К тому же в руки Фотия попала копия письма папы римского болгарскому царю Борису, в котором говорилось:
«Вы сообщаете мне, что крестили своих подданных вопреки их согласию, вследствие чего возник мятеж, угрожавший вашей жизни. Хвала вам, ибо вы поддержали ваш авторитет, приказав убить заблудших овец, отказавшихся войти в овчарню; вы ничуть не согрешили, проявив столь священную жестокость; напротив, хвала вам, ибо вы уничтожили врагов, не пожелавших войти в лоно апостольской церкви, тем самым вы открыли царство небесное народам, подвластным вам. Да не убоится царь совершать убийства, если они могут держать его подданных в повиновении или подчинить их вере христианской! Бог вознаградит его за грехи в этом мире и в жизни вечной!»
— Какой человек не содрогнётся при чтении сих слов! Быть может, кто-нибудь усомнится в их достоверности?.. К тому же разве мысли, высказанные здесь, — исключение?! Увы, всё так и есть... Жестоко и мерзко! — так высказался по поводу этого письма папы Николая Первого патриарх Фотий.
В глубоком трауре по смерти папы находились и монахи Студийского монастыря. Протасикрит Аристоген — начальник императорской канцелярии и тайный «игнатианин» — также помолился за светлую душу Николая Первого в дворцовой церкви святой Ирины, сделав это тихо и наедине задавшись некоторыми вопросами: «А что даст нам, игнатианам, восшествие на папский престол Адриана Второго?.. Проявит ли его святейшество к нам благоволение, какое проявлял Николай Первый? Или новый папа предпочтёт нам Фотия и его прихвостней? Таких, как Константин-философ и его брат Мефодий... С просветительскими делами они всё ещё рыщут по просторам Великоморавии. Знаем мы эти дела просветительские!.. Так только говорится... А у каждого свои интересы. Братья солунские рыщут и рыщут... И ведь живы!.. Никто из местных язычников или людей Людовика Немецкого, а также епископа Зальцбургского до сих пор не порешил их... Увёртливы псы!»

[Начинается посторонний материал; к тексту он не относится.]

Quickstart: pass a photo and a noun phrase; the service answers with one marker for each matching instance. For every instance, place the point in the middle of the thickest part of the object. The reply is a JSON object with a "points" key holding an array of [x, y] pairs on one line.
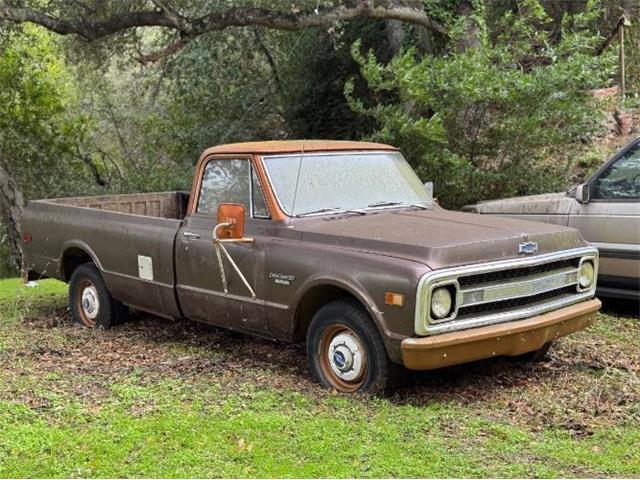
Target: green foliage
{"points": [[40, 129], [492, 121]]}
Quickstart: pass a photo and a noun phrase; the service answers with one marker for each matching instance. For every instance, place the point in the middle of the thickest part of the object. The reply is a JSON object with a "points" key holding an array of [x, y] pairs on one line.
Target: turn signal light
{"points": [[395, 299]]}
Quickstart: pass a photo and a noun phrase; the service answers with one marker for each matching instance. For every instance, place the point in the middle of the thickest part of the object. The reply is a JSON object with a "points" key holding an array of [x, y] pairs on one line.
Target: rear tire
{"points": [[534, 357], [346, 353], [90, 302]]}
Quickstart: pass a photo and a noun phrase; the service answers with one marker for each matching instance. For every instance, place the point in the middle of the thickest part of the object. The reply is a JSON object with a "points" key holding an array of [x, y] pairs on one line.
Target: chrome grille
{"points": [[505, 290]]}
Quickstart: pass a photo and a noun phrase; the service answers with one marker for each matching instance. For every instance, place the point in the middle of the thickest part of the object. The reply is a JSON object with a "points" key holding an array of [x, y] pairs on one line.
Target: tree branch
{"points": [[231, 17]]}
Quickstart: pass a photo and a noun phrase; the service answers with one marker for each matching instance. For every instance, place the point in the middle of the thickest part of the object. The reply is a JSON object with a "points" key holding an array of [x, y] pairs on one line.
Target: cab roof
{"points": [[294, 146]]}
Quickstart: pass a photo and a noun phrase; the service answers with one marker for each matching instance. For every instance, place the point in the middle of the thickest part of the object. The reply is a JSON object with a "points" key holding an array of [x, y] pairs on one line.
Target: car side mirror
{"points": [[230, 221], [582, 193], [428, 186]]}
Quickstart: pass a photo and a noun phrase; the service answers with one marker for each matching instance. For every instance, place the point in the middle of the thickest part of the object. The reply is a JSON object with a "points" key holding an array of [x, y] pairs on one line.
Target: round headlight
{"points": [[586, 274], [441, 302]]}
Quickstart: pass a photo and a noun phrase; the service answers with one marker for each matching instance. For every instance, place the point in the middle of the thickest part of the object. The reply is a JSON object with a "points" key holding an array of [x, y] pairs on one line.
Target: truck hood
{"points": [[437, 238], [548, 203]]}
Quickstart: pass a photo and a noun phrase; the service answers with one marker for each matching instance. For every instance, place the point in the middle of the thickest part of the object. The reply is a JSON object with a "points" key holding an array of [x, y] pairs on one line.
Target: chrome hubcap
{"points": [[90, 302], [346, 356]]}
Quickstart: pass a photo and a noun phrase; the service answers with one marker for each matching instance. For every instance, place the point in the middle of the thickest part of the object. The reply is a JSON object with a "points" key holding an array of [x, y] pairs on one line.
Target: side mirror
{"points": [[582, 193], [428, 186], [233, 215]]}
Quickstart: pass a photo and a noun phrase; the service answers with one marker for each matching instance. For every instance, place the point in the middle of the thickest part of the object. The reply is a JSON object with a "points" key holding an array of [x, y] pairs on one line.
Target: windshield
{"points": [[344, 181]]}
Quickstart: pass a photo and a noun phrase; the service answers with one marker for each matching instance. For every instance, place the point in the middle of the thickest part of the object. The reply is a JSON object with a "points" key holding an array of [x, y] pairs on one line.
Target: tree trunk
{"points": [[471, 31], [11, 210]]}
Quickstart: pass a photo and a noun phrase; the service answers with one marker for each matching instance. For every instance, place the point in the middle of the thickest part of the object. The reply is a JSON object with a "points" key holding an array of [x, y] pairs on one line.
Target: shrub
{"points": [[494, 120]]}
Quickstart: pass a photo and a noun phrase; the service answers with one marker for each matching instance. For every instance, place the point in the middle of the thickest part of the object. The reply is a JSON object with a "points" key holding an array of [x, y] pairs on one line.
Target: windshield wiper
{"points": [[320, 210], [394, 204], [331, 209], [385, 203]]}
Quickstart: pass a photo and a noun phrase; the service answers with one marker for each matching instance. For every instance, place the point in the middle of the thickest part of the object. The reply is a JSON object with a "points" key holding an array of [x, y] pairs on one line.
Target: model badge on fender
{"points": [[528, 248], [282, 279]]}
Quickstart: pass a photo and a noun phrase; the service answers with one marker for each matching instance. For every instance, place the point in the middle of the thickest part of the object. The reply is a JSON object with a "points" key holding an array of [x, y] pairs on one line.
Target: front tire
{"points": [[90, 302], [346, 353]]}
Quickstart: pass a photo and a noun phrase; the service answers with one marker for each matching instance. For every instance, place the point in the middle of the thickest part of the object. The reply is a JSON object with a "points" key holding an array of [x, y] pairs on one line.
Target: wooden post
{"points": [[622, 72], [623, 22]]}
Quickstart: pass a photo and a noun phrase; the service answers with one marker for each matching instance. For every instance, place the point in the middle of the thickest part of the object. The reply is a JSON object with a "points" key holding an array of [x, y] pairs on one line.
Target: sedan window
{"points": [[621, 180]]}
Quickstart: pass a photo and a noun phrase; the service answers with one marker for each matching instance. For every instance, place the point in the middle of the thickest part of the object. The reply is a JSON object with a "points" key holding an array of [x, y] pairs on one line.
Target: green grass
{"points": [[77, 403]]}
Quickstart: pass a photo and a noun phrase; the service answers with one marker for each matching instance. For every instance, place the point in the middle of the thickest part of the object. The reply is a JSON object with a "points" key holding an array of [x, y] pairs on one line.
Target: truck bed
{"points": [[159, 204], [131, 238]]}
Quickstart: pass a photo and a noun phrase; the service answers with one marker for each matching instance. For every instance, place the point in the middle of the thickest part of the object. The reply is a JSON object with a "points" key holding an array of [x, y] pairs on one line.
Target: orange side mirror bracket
{"points": [[230, 229]]}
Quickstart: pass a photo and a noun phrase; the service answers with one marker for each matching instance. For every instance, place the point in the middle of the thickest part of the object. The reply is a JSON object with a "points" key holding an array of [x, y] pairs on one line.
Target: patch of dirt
{"points": [[586, 381]]}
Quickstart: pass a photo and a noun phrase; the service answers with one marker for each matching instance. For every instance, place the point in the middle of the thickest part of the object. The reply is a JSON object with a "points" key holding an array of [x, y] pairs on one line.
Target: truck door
{"points": [[611, 221], [198, 278]]}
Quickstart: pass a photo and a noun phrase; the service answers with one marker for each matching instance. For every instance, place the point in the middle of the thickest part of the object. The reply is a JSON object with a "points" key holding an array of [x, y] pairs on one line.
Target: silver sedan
{"points": [[606, 210]]}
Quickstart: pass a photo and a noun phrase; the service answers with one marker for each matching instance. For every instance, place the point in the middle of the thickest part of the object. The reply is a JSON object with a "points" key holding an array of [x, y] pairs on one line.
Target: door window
{"points": [[621, 181], [224, 181], [260, 209]]}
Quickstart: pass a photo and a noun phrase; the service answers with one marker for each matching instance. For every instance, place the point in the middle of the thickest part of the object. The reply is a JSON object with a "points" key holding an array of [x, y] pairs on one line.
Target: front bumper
{"points": [[511, 338]]}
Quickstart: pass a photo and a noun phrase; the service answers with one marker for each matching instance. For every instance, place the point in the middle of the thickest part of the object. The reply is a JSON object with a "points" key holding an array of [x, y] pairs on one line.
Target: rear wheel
{"points": [[90, 302], [346, 352]]}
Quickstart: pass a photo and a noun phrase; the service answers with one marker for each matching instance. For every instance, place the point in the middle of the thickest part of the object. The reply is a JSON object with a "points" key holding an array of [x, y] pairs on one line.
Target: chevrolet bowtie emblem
{"points": [[528, 248]]}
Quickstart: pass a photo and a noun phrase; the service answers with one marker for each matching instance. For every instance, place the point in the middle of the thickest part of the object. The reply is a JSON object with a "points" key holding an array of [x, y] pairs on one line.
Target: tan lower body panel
{"points": [[511, 338]]}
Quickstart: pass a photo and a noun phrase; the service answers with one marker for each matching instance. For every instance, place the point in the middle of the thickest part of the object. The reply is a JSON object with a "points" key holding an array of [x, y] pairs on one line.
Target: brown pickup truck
{"points": [[335, 243]]}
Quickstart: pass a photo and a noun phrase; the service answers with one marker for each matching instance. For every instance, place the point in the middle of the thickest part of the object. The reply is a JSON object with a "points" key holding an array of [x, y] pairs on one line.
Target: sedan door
{"points": [[610, 219]]}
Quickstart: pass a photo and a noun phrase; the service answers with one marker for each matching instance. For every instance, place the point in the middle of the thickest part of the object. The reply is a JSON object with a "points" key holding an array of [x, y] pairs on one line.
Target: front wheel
{"points": [[346, 352], [90, 302]]}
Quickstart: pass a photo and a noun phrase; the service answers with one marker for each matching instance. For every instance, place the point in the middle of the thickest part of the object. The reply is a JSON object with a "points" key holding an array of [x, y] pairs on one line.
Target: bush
{"points": [[494, 120]]}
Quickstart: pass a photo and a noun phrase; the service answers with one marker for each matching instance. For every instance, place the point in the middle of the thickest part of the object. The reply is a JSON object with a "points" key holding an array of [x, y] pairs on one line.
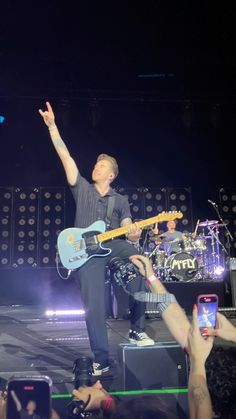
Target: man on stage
{"points": [[91, 201]]}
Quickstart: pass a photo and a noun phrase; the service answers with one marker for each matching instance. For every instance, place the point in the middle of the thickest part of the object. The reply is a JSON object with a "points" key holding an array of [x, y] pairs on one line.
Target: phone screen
{"points": [[207, 309], [28, 398]]}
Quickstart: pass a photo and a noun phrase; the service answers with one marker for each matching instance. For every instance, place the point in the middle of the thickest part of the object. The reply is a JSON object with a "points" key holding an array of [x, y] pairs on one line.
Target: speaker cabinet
{"points": [[161, 366]]}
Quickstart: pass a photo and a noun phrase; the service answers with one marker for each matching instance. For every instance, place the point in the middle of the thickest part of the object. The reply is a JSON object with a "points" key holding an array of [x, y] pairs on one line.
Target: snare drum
{"points": [[200, 243], [182, 266], [188, 243]]}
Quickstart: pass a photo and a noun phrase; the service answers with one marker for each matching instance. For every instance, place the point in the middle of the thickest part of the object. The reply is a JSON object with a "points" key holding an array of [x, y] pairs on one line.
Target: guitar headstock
{"points": [[169, 215]]}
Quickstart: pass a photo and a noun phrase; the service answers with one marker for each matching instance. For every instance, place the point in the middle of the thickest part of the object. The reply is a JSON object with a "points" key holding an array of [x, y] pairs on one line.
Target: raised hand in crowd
{"points": [[99, 396], [48, 116], [224, 330], [199, 348]]}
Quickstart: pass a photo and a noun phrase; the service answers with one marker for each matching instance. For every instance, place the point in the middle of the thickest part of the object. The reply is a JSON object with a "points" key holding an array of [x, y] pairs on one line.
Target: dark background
{"points": [[152, 83]]}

А «псов» весть о кончине Николая Первого застала в Велеграде, где они вместе со Славомиром, ставшим самым усердным их учеником, освящали соборный храм Святой Троицы. Константин, стоявший сейчас у аналоя рядом с Леонтием, шепнул ему:
— Помнишь наше пребывание в Фуллах недалеко от крымского Херсонеса, где мы освящали церковь тоже Святой Троицы?

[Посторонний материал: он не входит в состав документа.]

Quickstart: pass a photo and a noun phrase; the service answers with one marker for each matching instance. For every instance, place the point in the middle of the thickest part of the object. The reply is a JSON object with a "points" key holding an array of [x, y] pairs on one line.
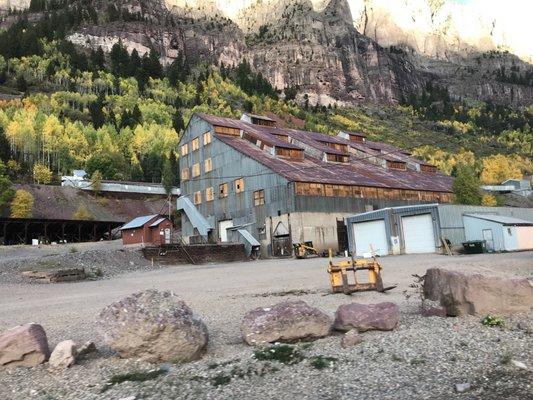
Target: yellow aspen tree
{"points": [[22, 204]]}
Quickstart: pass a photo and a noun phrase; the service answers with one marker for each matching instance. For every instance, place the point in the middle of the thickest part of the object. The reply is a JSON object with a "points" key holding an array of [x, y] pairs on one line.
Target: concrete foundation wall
{"points": [[318, 227]]}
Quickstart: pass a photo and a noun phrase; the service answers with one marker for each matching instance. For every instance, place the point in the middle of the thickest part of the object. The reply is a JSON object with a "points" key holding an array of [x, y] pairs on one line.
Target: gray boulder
{"points": [[477, 294], [288, 321], [365, 317], [24, 345], [64, 355], [153, 326]]}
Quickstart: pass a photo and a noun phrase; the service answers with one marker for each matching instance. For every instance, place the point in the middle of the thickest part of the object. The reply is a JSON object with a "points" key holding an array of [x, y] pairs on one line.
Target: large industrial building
{"points": [[254, 182]]}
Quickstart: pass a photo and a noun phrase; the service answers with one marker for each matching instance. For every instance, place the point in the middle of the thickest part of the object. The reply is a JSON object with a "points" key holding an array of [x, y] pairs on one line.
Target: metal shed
{"points": [[395, 230], [501, 233]]}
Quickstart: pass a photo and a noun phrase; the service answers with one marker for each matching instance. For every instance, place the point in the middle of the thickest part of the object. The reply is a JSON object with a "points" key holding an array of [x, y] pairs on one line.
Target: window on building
{"points": [[195, 170], [289, 153], [396, 165], [207, 138], [428, 168], [185, 174], [239, 185], [198, 197], [259, 197], [209, 194], [208, 165], [223, 190], [195, 144]]}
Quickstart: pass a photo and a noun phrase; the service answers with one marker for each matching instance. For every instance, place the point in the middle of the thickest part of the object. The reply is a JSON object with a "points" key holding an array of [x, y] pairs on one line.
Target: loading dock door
{"points": [[223, 229], [370, 235], [418, 233]]}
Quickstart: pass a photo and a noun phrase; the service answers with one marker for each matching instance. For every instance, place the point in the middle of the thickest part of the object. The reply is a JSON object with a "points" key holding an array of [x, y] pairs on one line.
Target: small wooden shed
{"points": [[148, 229]]}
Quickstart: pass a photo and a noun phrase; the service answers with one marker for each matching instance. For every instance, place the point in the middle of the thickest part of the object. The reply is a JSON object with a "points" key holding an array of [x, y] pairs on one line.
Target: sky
{"points": [[514, 19]]}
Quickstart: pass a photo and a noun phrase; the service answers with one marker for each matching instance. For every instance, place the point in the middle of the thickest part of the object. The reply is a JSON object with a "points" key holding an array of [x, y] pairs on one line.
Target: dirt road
{"points": [[405, 362]]}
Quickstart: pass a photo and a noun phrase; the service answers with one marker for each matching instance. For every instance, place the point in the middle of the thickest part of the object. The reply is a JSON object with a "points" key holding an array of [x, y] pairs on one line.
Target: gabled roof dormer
{"points": [[258, 120], [352, 136]]}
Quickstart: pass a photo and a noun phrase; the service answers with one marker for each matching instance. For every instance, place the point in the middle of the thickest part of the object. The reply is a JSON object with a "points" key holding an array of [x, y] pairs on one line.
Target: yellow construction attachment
{"points": [[343, 275], [305, 250]]}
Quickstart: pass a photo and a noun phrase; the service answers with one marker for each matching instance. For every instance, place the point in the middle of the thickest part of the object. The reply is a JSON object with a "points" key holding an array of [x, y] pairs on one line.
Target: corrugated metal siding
{"points": [[474, 231], [228, 165], [393, 222], [451, 218]]}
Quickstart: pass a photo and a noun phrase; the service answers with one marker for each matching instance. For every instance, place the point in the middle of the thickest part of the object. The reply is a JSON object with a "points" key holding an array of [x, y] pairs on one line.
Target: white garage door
{"points": [[371, 234], [418, 233]]}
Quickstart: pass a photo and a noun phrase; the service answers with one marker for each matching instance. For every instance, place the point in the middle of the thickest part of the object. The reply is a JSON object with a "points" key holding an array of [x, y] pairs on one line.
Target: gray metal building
{"points": [[251, 181], [419, 228]]}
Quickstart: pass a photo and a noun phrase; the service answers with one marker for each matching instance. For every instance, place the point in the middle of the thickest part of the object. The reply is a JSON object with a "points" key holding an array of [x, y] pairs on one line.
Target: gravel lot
{"points": [[100, 260], [421, 359]]}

— Помню, отче... А ещё я помню, как чуть не убили тебя в этих Фуллах, у языческого Священного дуба. Задал ты мне хлопот тогда!
— Не распаляй себя... Успокойся. Слушай, как ладно звучат молитвы на языке славянском!.. Господи Христе Боже наш, исполнилась воля твоя!.. Господи!.. А каков глас у Славомира, Леонтий?!

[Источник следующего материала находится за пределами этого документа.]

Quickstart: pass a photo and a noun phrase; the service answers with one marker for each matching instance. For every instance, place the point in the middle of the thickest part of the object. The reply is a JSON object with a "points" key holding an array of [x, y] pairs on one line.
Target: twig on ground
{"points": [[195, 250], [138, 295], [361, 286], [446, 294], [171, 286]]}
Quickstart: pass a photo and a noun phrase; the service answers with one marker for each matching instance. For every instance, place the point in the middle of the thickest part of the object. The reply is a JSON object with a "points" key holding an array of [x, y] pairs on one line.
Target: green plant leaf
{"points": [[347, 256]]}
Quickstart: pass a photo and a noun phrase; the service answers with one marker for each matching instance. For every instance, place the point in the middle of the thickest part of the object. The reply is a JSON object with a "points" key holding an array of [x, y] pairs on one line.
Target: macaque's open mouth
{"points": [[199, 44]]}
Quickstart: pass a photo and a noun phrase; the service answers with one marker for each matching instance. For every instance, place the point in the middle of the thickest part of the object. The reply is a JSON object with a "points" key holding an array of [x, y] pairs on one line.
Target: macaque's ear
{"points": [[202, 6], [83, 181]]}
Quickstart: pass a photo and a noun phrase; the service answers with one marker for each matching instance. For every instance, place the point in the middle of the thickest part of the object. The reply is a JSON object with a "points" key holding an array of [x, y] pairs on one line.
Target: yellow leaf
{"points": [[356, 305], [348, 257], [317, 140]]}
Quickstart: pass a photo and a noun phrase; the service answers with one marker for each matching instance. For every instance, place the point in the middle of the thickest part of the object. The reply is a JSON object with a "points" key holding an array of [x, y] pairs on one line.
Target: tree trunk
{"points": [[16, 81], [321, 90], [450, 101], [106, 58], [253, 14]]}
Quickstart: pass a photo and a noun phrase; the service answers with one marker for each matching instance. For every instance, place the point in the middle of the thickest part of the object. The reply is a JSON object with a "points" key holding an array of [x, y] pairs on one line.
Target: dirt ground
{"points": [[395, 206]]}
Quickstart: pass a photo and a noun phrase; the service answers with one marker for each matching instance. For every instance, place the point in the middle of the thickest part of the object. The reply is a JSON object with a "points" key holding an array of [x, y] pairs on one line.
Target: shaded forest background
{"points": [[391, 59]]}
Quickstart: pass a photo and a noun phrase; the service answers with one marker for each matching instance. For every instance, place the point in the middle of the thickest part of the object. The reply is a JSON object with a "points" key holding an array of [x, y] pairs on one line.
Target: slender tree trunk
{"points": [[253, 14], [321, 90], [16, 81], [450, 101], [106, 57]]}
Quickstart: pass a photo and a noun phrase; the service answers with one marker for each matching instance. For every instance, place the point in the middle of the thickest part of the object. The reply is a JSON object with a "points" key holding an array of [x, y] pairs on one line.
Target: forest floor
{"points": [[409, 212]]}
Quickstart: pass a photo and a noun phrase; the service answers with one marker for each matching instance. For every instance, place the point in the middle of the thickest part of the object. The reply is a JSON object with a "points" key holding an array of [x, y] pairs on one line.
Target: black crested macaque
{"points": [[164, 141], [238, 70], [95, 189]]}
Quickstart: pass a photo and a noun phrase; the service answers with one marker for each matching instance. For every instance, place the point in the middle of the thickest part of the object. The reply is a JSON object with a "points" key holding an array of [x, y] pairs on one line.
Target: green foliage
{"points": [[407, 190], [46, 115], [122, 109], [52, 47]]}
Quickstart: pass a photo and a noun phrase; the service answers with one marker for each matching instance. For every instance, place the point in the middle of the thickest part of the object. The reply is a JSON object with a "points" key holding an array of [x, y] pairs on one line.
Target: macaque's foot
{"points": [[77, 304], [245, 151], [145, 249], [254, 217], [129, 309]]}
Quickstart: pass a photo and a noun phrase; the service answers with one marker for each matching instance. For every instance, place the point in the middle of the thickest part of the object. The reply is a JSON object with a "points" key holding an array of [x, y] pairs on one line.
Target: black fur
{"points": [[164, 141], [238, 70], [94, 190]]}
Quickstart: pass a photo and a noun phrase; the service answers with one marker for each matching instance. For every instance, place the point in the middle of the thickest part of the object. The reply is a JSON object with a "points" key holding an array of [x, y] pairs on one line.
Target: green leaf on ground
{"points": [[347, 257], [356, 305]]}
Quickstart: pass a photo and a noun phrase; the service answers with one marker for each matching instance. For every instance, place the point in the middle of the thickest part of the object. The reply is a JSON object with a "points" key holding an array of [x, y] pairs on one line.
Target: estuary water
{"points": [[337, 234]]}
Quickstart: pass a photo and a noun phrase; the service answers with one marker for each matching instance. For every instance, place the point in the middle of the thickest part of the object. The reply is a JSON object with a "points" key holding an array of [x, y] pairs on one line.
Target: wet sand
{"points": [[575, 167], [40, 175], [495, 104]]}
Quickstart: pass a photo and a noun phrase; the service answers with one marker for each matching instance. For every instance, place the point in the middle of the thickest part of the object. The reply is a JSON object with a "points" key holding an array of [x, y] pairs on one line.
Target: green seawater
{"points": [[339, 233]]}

— А вот и думаю я, Константин, чем Славомир не епископ Велеградский?!
— Хитёр
Снаружи храма сделалось какое-то движение, послышался громкий возглас:
— Другой гонец из Византии! Снова к Константину и Мефодию!
Константин вышел из храма, и гонец протянул ему хартию — вторую от Фотия за какие-то четыре дня... Такое редко бывало! Значит, что-то срочное.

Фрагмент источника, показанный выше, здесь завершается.